The Fierce 15 may sound like a movie title, but it’s an annual listing of the biotechnology industry’s most promising private companies. That’s according to FierceBiotech – the world’s largest and most read biotechnology news publication.

The 2019 FierceBiotech assemblage includes a familiar name from the Research Triangle area. Morrisville-based Locus Biosciences, a developer of precision antibacterial therapies, joins 14 other companies on the list from the U.S., Belgium, the U.K. and Spain.

“This year has seen unrivalled scientific talent in the early stage life sciences world,” said Ben Adams, senior editor at FierceBiotech. “Each of these companies brought something different, exciting and potentially life-changing for myriad patients around the world across a host of diseases and disorders.”

Locus is no exception. It’s developing what is known as Type 1 CRISPR-Cas3-enhanced bacteriophage therapeutics. Locus starts with naturally occurring bacteriophages (phages) that infect and replicate within bacteria. It then increases their ability to kill bacteria by arming them with CRISPR-Cas3. The technology doesn’t touch the non-targeted “good’ organisms in the patient’s body. 

CRISPR phage technology is death to bad bacteria cells

CRISPR – the acronym for Clustered Regularly Interspaced Short Palindromic Repeats – is a naturally occurring immune system that bacteria use to fight off infection. In recent years, scientists have adapted one form of CRISPR – Cas9 – to edit DNA at specific places in the genome. 

Locus graphic
Locus graphic

Locus’ introduction of CRISPR-Cas3 is important because, unlike Cas9, it shreds the target DNA, leading to cell death. That helps destroy residual bacteria that could otherwise survive infection by the bacteriophage. 

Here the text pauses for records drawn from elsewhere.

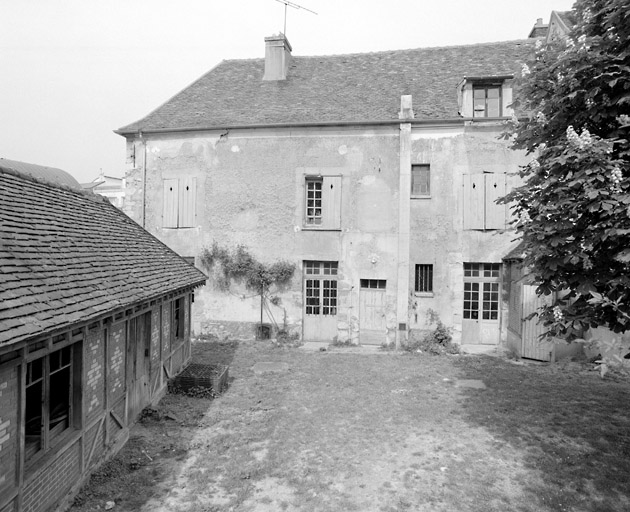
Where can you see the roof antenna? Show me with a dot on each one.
(295, 6)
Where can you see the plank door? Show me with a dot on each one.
(320, 300)
(532, 347)
(482, 292)
(138, 364)
(372, 321)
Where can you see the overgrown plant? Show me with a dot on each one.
(437, 341)
(227, 265)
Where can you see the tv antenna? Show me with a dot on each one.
(295, 6)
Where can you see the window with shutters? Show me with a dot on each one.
(487, 100)
(179, 203)
(420, 181)
(485, 97)
(424, 279)
(322, 202)
(481, 210)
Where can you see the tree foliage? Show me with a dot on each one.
(573, 211)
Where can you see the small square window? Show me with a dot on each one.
(424, 278)
(420, 181)
(487, 100)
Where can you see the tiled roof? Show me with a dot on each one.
(68, 256)
(50, 174)
(334, 89)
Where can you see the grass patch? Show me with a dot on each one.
(386, 432)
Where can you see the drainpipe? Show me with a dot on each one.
(404, 211)
(144, 176)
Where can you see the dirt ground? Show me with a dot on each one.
(340, 430)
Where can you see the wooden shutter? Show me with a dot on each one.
(331, 202)
(171, 199)
(495, 213)
(474, 192)
(187, 196)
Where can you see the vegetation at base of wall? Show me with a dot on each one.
(226, 265)
(239, 265)
(573, 210)
(194, 392)
(286, 338)
(437, 341)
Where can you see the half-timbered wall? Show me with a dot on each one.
(40, 477)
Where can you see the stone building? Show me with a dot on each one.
(94, 318)
(376, 174)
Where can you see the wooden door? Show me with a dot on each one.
(320, 300)
(372, 321)
(138, 364)
(532, 347)
(482, 292)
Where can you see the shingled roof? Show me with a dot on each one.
(50, 174)
(334, 89)
(68, 256)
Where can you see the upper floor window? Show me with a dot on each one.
(487, 100)
(485, 96)
(481, 192)
(322, 208)
(179, 203)
(420, 181)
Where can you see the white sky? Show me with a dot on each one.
(72, 71)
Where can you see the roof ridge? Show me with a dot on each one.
(400, 50)
(41, 181)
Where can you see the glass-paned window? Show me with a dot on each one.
(378, 284)
(486, 101)
(471, 301)
(314, 201)
(48, 399)
(320, 285)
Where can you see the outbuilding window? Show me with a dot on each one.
(52, 398)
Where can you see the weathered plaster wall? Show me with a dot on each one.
(437, 230)
(250, 191)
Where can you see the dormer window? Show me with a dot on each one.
(487, 100)
(488, 97)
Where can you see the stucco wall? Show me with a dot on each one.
(438, 236)
(250, 191)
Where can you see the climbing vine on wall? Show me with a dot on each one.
(237, 265)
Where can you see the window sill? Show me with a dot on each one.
(313, 228)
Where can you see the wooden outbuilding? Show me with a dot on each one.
(94, 320)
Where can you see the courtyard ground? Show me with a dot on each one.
(340, 430)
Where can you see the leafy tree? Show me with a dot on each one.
(240, 266)
(573, 211)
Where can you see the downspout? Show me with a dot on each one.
(404, 212)
(144, 177)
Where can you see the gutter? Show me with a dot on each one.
(392, 122)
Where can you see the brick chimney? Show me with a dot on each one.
(539, 29)
(277, 57)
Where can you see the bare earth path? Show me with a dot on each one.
(343, 431)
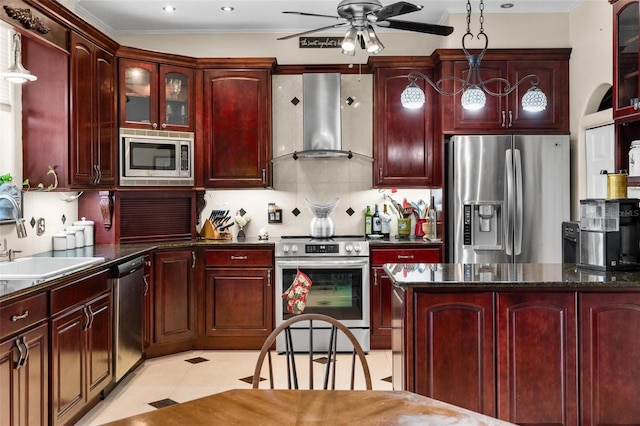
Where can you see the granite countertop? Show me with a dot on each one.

Locus CEO Paul Garofolo explains it this way. Phages can target and attack bacteria, but “just like any other predator-prey relationship on the entire planet, a predator will never kill all its prey.”  Natural phages always leave residual bacteria behind and that can provide a pathway for a pathogen to come back even stronger. CRISPER-Cas3 finishes the job.

The idea of using phages to fight bacteria isn’t new. They’ve been deployed for that purpose since the late 19th century, but usually weren’t effective enough on their own to treat serious infections. So the approach was relegated to the back burner with the successful introduction of antibiotics. 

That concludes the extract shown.